Analyzing Next Generation Sequencing Data Computer Science Essay

Published:

This essay has been submitted by a student. This is not an example of the work written by our professional essay writers.

Next generation sequencing (NGS) technology is changing the landscape of genetic analysis at a fast pace with its ability to produce large amount of data in faster and inexpensive way and becoming very popular among the researchers. However the growing data imposes challenges in terms of management and analysis. Researchers find themselves engaged in planning the resources to store the data by building and running data centers rather than scientific discovery. Also because NGS has got wide range application portfolio it is being used extensively among the different research groups across Novartis and different groups use different software for processing and analyzing NGS reads which results in inefficient use of resources available and poor storage management.

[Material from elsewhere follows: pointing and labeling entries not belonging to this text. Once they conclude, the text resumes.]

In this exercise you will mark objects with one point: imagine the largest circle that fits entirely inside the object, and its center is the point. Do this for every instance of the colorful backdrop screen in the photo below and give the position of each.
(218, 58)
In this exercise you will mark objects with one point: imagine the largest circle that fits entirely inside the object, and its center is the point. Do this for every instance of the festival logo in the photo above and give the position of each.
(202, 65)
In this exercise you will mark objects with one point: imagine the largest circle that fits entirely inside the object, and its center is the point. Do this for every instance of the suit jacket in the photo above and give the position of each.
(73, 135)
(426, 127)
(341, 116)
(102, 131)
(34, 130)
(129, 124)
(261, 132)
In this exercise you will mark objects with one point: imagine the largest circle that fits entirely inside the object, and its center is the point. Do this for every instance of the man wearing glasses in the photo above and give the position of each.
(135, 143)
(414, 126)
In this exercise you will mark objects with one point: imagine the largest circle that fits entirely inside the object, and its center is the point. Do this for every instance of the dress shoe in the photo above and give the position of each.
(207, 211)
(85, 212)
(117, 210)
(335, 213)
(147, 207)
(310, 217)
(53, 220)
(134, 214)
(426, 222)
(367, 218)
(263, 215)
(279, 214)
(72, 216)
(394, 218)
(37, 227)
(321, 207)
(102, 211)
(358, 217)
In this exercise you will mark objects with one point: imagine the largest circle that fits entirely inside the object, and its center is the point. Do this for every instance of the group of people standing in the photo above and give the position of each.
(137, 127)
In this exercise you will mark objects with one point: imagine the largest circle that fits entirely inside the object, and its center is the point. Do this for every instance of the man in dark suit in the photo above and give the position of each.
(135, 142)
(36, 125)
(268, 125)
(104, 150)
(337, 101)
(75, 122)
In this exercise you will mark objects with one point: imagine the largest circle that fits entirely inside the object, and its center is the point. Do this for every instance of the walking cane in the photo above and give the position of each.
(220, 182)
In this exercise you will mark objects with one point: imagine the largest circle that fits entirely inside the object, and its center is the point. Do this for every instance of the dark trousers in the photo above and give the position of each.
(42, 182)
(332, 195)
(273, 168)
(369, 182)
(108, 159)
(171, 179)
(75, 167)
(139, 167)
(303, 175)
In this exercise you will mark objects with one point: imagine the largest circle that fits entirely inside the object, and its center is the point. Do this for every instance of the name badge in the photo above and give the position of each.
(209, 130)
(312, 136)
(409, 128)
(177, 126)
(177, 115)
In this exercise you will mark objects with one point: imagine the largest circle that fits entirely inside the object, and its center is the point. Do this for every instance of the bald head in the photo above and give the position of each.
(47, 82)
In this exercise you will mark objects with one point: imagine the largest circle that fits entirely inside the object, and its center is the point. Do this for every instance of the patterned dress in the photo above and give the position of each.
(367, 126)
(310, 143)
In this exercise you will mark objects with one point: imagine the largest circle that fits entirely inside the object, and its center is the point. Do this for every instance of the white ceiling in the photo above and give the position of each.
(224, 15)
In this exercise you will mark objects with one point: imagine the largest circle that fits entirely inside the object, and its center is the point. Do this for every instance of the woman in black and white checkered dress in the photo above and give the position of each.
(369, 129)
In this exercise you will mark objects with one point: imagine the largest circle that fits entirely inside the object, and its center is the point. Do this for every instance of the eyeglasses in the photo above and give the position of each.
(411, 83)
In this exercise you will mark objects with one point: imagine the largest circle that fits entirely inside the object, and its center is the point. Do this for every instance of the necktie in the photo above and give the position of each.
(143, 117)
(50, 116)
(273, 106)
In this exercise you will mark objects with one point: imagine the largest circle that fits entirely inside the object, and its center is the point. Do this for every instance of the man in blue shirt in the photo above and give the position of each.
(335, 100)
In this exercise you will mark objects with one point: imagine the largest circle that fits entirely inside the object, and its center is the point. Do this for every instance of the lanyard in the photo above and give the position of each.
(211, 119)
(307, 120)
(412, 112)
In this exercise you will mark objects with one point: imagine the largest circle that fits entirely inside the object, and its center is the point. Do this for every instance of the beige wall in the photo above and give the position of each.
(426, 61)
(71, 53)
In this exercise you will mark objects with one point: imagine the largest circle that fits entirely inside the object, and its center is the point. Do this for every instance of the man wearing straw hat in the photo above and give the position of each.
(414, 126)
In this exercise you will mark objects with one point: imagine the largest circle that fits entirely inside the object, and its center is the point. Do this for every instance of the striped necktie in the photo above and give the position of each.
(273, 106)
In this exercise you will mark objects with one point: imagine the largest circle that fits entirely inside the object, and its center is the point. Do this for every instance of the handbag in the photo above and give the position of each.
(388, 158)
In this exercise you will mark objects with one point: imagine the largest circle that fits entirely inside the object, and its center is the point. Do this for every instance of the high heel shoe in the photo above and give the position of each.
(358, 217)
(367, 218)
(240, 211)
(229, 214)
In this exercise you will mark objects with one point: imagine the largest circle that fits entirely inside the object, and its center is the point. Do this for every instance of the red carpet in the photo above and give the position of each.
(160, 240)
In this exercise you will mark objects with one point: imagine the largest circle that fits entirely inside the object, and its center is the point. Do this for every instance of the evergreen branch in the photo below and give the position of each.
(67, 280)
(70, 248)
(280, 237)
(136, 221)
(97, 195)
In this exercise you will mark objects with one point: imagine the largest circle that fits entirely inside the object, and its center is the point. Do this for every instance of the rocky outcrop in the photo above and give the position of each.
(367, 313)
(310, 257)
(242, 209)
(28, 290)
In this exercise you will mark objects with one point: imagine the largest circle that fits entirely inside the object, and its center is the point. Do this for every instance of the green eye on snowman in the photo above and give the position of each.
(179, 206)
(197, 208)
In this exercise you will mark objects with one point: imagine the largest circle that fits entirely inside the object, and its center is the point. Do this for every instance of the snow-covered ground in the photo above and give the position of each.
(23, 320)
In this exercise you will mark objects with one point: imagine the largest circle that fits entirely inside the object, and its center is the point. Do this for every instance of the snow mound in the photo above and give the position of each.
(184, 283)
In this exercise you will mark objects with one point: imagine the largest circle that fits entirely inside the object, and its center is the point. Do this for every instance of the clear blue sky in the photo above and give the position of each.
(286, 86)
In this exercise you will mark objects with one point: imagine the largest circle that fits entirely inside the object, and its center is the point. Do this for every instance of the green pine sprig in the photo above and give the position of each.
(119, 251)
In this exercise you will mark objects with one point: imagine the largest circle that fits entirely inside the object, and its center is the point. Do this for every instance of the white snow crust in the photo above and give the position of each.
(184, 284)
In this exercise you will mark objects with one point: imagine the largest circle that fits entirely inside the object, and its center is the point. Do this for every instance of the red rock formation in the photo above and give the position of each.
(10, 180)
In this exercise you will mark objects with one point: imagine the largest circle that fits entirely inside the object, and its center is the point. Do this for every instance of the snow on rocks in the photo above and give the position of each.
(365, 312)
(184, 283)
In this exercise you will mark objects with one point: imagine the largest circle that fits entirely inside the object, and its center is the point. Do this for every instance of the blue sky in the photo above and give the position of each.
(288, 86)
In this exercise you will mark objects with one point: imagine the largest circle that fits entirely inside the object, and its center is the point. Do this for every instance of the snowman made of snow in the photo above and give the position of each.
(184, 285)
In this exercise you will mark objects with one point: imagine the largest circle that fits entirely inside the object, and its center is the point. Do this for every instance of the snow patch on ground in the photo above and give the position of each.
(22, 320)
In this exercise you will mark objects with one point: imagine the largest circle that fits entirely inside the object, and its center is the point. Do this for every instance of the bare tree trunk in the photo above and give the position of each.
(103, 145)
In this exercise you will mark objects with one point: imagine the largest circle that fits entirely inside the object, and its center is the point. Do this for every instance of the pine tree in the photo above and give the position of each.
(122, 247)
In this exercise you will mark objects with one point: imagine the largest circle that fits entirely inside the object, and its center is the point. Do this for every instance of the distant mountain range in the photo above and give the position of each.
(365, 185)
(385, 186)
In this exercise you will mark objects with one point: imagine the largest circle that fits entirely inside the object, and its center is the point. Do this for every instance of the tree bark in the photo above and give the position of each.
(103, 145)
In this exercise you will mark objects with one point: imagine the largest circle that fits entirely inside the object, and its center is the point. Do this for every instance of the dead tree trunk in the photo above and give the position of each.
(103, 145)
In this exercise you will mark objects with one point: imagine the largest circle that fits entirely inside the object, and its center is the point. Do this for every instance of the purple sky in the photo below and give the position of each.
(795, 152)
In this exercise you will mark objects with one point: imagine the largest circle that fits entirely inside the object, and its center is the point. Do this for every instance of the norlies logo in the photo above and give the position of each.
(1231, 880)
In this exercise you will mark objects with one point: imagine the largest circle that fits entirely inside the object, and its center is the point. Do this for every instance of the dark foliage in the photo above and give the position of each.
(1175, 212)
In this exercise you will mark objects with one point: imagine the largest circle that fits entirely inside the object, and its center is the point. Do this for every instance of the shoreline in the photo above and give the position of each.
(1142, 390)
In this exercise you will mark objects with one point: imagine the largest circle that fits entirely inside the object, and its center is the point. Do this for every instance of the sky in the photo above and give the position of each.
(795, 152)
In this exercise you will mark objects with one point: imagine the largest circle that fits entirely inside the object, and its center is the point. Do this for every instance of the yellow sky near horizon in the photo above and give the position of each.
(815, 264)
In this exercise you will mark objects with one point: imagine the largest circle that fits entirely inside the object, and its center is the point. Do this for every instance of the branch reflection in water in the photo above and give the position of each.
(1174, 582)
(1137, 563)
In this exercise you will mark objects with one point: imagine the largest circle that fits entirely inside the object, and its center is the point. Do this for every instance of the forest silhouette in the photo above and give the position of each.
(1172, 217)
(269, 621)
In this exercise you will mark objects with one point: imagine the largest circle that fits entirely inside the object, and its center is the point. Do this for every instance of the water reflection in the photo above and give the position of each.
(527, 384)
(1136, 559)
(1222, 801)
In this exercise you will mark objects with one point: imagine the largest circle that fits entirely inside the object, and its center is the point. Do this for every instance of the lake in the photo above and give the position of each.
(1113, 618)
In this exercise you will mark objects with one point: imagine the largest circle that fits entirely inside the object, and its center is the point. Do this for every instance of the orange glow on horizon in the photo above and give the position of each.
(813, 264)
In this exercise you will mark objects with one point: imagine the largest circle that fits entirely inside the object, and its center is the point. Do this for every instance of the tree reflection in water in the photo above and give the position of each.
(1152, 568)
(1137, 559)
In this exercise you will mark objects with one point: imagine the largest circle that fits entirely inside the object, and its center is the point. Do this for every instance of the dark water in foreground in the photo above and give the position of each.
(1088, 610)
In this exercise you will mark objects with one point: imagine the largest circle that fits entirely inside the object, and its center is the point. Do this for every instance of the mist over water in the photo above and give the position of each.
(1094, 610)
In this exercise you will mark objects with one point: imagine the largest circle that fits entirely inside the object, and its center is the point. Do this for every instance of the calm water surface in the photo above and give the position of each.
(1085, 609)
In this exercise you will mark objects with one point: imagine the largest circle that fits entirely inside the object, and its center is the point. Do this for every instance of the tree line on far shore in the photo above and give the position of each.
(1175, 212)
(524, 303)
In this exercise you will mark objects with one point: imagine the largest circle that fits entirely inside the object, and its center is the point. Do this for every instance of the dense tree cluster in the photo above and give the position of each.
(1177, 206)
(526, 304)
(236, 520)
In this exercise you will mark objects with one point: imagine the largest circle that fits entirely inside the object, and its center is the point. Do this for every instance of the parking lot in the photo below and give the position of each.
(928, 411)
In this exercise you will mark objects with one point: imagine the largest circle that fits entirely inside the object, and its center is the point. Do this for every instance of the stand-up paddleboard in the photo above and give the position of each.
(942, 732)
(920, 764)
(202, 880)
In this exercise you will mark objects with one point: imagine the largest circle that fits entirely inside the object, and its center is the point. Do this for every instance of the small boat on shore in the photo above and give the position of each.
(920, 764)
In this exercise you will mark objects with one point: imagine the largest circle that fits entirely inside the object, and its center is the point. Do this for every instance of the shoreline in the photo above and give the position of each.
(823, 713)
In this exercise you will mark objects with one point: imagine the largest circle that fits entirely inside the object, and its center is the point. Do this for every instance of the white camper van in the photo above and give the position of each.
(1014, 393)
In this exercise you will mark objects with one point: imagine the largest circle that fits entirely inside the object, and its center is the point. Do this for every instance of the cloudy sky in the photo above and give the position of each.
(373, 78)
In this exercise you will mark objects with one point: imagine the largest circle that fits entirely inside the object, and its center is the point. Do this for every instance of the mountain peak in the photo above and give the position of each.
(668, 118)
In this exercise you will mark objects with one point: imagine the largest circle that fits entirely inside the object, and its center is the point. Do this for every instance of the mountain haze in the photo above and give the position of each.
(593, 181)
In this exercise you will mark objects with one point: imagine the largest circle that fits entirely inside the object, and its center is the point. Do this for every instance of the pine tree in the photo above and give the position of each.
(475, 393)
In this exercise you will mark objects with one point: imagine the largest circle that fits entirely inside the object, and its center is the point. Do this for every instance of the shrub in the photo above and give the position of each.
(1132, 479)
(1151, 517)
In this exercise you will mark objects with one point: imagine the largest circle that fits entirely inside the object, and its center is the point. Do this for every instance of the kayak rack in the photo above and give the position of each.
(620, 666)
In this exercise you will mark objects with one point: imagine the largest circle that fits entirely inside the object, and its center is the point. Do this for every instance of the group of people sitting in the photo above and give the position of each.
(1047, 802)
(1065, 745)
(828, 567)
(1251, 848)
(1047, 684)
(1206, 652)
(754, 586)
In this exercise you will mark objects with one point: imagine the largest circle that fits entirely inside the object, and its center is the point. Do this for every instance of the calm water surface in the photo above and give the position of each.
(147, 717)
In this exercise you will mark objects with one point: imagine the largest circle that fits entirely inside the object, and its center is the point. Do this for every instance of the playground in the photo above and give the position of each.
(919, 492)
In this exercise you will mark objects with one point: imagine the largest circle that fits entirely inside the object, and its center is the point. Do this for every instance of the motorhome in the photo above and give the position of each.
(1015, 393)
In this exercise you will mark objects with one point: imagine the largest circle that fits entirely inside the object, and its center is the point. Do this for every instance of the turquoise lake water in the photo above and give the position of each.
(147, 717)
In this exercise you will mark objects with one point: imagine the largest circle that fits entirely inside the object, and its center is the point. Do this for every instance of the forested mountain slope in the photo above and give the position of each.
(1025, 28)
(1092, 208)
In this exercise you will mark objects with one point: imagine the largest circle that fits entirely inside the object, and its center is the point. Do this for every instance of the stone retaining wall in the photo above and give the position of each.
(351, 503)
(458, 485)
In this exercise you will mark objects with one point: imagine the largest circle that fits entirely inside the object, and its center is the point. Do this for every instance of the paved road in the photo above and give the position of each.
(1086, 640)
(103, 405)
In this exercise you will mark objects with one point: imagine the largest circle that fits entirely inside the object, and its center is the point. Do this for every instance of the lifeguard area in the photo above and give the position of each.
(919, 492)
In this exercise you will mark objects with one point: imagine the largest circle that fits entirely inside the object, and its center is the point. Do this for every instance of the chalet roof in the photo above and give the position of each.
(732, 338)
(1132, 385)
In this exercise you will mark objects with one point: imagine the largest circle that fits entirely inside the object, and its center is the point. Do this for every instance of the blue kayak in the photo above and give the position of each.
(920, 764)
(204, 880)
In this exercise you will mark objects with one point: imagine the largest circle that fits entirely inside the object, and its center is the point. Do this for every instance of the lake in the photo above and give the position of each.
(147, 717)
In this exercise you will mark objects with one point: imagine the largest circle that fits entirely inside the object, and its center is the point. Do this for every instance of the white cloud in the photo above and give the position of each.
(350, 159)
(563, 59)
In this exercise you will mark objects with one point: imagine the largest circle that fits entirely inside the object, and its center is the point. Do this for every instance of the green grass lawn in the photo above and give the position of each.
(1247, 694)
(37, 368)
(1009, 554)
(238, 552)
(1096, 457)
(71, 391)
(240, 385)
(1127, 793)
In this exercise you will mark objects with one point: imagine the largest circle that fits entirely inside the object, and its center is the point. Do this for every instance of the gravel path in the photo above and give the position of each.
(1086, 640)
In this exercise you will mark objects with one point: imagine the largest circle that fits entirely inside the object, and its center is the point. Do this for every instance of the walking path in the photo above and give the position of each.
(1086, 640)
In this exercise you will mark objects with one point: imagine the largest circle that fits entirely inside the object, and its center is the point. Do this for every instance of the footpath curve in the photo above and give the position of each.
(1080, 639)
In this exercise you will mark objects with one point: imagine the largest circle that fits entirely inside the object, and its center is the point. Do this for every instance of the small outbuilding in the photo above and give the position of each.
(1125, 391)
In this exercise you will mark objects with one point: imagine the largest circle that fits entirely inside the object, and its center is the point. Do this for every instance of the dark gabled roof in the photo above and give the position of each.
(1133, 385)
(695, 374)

The aim of the project was to develop a single, scalable and flexible pipeline to process the NGS data which can be optimized to perform in parallel environment. The pipeline should provide a frame work which can be used by different groups for NGS processing based on experiment type and should have the ability to store experiment related metadata with the analysis runs also platform should allow researchers to handle data analysis for large data sets with one run. We worked with different scientific user groups across Novartis to develop a generalized framework for NGS analysis which can have extended scope than existing pipelines and optimizing the performance without compromising functionality.

Introduction:

The term "sequencing" refers to method of deciphering the genomic content amd Next generation sequencing implies to highthroughput technique of performing it. and From 1977 to 2005 for ~30 years sanger sequencing was practically only way of doing genome sequencing. In 2005 sequencing revolution started with new technologies which could sequence much faster and produce large amount of data and lot cheaper compared to sanger type of instrument accelerating the scientific studies using various applications including both RNA and DNA[1]. NGS experiments are used in Denovo and targeted sequencing, to identify microRNA, mRNA, methylation studies etc. Chipseq experimentation to study the protein interaction with DNA. Some of the clinical application of NGS are detecting the mutation in genes, cancer studies , drug response studies, pathogen detection , discovery of new drug targets and novel genes and comapritive genomic studies.

The primary advantage being a inexpensive and fast method of generating large amount of sequence data , usually NGS instrument single run can produce data ranging from giga bytes to tera bytes and a group of analysis can include processing millions of reads to entire genome. This data complexity had made researches to rethink traditional data management techiniques. With exponentially growning data NGS data seem to outpace Moore's law. If we keep waiting for computer hardware to catch up with NGS data, we are going to be waiting for a long period. Instead intelligent ways of data processing should be applied to justify the data and analysis complexity. Figure 1 provides time line of computer storage prices v/s DNA sequencing costs [2].

Figure 1: Provides time line of Computer Storage Prices v/s DNA Sequencing costs.

All plots are logarithmic without taking inflation into consideration

Blue line: Storage price per dollar

Yellow line: Pre-NGS with a doubling time less than disk storage until 2004.

Red line: NGS technologies results in exponential increase in data.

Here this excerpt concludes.